Neuro Endocrinol Lett. 2026 Apr 28;47(2):80-93. Online ahead of print.
ABSTRACT
OBJECTIVES: The objectives of our study are to explore the associations of uric acid to albumin ratio (UAR) with all-cause and cardiovascular mortality in stroke patients, and to examine whether UAR-mortality associations differ between stroke patients stratified by dietary antioxidant quality score (DAQS).
METHODS: This cohort study included 1125 stroke patients from the NHANES 2007-2018. The DAQS was calculated based on the intake of six anti-oxidative nutrients. Multivariate Cox proportional hazards models were used to investigate the associations of UAR with all-cause and cardiovascular mortality in the total stroke cohort and within subgroups stratified by DAQS.
RESULTS: UAR showed a positive linear association with all-cause mortality in unadjusted and adjusted models (HR = 1.49, p = 0.003). For cardiovascular mortality, the association with continuous UAR was significant before but not after adjustment (HR = 1.43, p = 0.108). Compared with low UAR (≤1.34), high UAR (>1.34) was associated with higher all-cause (HR = 1.37, = 0.030) and cardiovascular mortality (HR = 1.64, p = 0.040). In exploratory DAQS-stratified analyses, elevated UAR was related to higher all-cause (HR = 1.58) and cardiovascular mortality (HR = 1.83; both p < 0.05) only among patients with low DAQS, whereas associations in the high-DAQS subgroup were generally non-significant and imprecise.

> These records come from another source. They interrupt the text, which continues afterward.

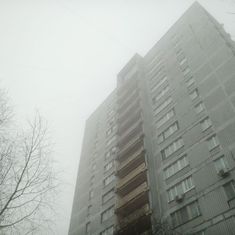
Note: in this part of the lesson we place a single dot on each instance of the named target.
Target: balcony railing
(145, 210)
(126, 102)
(131, 158)
(140, 169)
(129, 145)
(133, 194)
(134, 117)
(125, 90)
(133, 129)
(131, 108)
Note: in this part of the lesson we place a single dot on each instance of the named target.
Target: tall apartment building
(162, 145)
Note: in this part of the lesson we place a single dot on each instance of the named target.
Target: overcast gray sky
(62, 56)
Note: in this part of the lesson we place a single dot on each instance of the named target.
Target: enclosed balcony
(131, 132)
(127, 112)
(132, 118)
(125, 88)
(135, 223)
(131, 162)
(132, 97)
(132, 180)
(133, 200)
(131, 146)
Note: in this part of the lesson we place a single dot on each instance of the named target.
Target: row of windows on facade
(182, 162)
(212, 143)
(109, 179)
(180, 216)
(105, 215)
(107, 231)
(199, 107)
(105, 198)
(108, 157)
(192, 210)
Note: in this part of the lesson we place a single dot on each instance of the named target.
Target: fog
(61, 57)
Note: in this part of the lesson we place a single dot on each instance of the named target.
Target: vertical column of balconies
(132, 201)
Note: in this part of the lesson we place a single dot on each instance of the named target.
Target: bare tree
(27, 180)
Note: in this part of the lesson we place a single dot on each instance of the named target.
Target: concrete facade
(186, 94)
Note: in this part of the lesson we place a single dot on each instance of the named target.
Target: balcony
(125, 89)
(134, 117)
(131, 146)
(131, 132)
(130, 181)
(131, 108)
(133, 200)
(134, 95)
(140, 218)
(132, 161)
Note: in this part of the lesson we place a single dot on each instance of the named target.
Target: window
(91, 194)
(186, 213)
(165, 118)
(183, 61)
(108, 179)
(180, 188)
(193, 95)
(173, 147)
(108, 231)
(200, 233)
(220, 163)
(176, 166)
(199, 107)
(186, 71)
(89, 210)
(212, 142)
(92, 180)
(206, 123)
(93, 166)
(162, 106)
(161, 94)
(168, 132)
(179, 51)
(229, 189)
(108, 166)
(111, 140)
(159, 83)
(107, 214)
(88, 228)
(111, 130)
(156, 68)
(107, 196)
(110, 153)
(190, 82)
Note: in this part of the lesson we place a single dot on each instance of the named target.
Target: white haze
(61, 57)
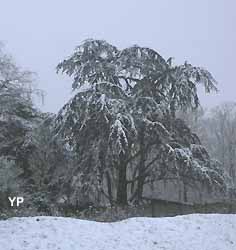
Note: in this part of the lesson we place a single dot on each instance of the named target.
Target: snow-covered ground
(189, 232)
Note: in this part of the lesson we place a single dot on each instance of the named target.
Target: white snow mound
(195, 232)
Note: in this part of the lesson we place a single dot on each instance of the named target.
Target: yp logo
(16, 201)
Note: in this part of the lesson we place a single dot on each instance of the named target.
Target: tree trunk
(122, 183)
(141, 177)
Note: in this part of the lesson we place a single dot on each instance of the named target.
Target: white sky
(41, 33)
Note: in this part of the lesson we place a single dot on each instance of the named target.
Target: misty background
(39, 34)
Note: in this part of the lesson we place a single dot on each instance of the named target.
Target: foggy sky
(41, 33)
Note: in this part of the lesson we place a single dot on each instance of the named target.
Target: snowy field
(189, 232)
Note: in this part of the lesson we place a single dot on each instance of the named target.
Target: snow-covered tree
(121, 121)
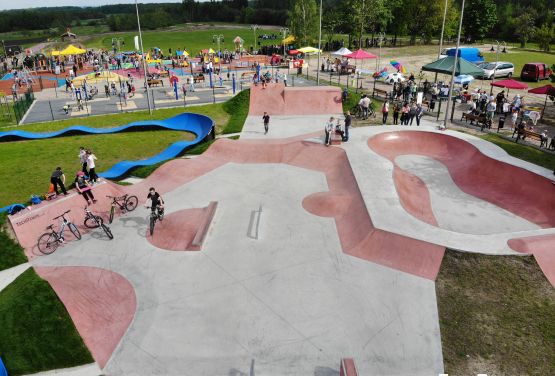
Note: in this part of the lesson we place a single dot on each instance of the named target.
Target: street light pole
(454, 66)
(319, 48)
(254, 27)
(143, 57)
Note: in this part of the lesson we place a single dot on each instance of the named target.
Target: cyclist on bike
(156, 201)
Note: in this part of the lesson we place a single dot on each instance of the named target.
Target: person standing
(266, 119)
(348, 120)
(91, 164)
(83, 159)
(396, 110)
(58, 179)
(385, 111)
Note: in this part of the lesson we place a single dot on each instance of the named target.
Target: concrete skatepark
(311, 254)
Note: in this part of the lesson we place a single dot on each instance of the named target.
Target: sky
(22, 4)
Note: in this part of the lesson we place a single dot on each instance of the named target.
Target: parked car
(499, 68)
(471, 54)
(535, 72)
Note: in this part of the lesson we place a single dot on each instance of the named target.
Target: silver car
(499, 69)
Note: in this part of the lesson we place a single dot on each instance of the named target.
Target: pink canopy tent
(510, 84)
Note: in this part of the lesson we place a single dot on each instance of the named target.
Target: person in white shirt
(91, 164)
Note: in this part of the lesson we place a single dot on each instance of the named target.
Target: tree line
(505, 20)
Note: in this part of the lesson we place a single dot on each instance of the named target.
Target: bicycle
(95, 221)
(125, 203)
(155, 215)
(49, 241)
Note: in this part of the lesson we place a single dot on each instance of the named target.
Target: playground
(280, 255)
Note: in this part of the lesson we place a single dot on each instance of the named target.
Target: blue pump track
(200, 125)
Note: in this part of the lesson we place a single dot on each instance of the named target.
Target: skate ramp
(277, 99)
(511, 188)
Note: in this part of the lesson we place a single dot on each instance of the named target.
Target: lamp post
(254, 28)
(143, 57)
(219, 38)
(454, 66)
(319, 49)
(283, 31)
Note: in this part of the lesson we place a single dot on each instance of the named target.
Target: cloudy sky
(21, 4)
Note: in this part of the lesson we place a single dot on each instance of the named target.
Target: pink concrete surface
(101, 303)
(276, 99)
(543, 249)
(356, 232)
(177, 231)
(28, 225)
(512, 188)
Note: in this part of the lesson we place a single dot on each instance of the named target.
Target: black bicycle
(49, 241)
(155, 215)
(95, 221)
(125, 203)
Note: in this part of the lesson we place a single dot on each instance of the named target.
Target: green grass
(527, 153)
(191, 40)
(520, 57)
(238, 108)
(37, 333)
(11, 254)
(497, 315)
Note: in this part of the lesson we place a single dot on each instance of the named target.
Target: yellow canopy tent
(308, 50)
(289, 40)
(71, 50)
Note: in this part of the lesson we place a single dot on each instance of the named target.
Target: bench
(479, 119)
(379, 92)
(155, 82)
(524, 133)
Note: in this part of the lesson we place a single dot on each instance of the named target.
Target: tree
(303, 20)
(544, 37)
(524, 27)
(480, 16)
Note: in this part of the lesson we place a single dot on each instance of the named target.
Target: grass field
(192, 41)
(497, 315)
(37, 333)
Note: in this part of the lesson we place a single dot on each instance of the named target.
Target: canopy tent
(309, 50)
(510, 84)
(547, 90)
(445, 66)
(463, 79)
(289, 40)
(342, 52)
(360, 55)
(72, 50)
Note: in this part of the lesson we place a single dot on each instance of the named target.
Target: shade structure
(546, 90)
(464, 79)
(510, 84)
(342, 52)
(445, 66)
(72, 50)
(361, 55)
(289, 40)
(309, 50)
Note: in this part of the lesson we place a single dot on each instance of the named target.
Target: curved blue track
(200, 125)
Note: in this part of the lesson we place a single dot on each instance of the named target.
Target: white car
(500, 69)
(394, 77)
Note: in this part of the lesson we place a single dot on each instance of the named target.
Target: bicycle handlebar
(61, 215)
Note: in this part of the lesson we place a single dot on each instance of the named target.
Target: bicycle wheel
(152, 222)
(48, 243)
(131, 203)
(91, 222)
(107, 231)
(112, 210)
(75, 231)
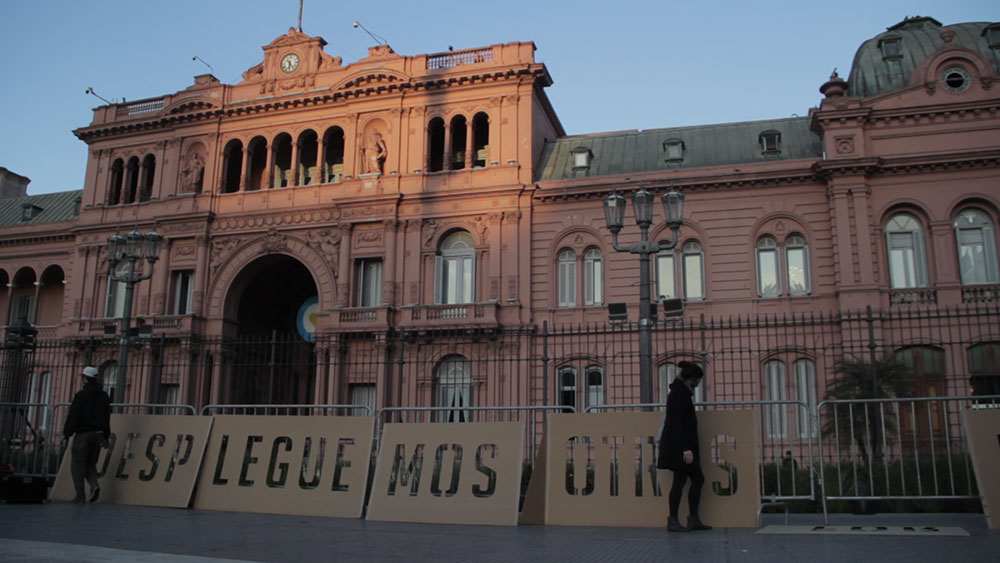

CONCLUSION: Higher UAR after stroke was robustly associated with increased all-cause mortality, with weaker and less consistent evidence for cardiovascular mortality. Exploratory DAQS-stratified analyses suggested excess risk with high UAR mainly among patients with low DAQS, while findings in the smaller high-DAQS subgroup were non-significant and imprecise; these subgroup and cardiovascular results are hypothesis-generating.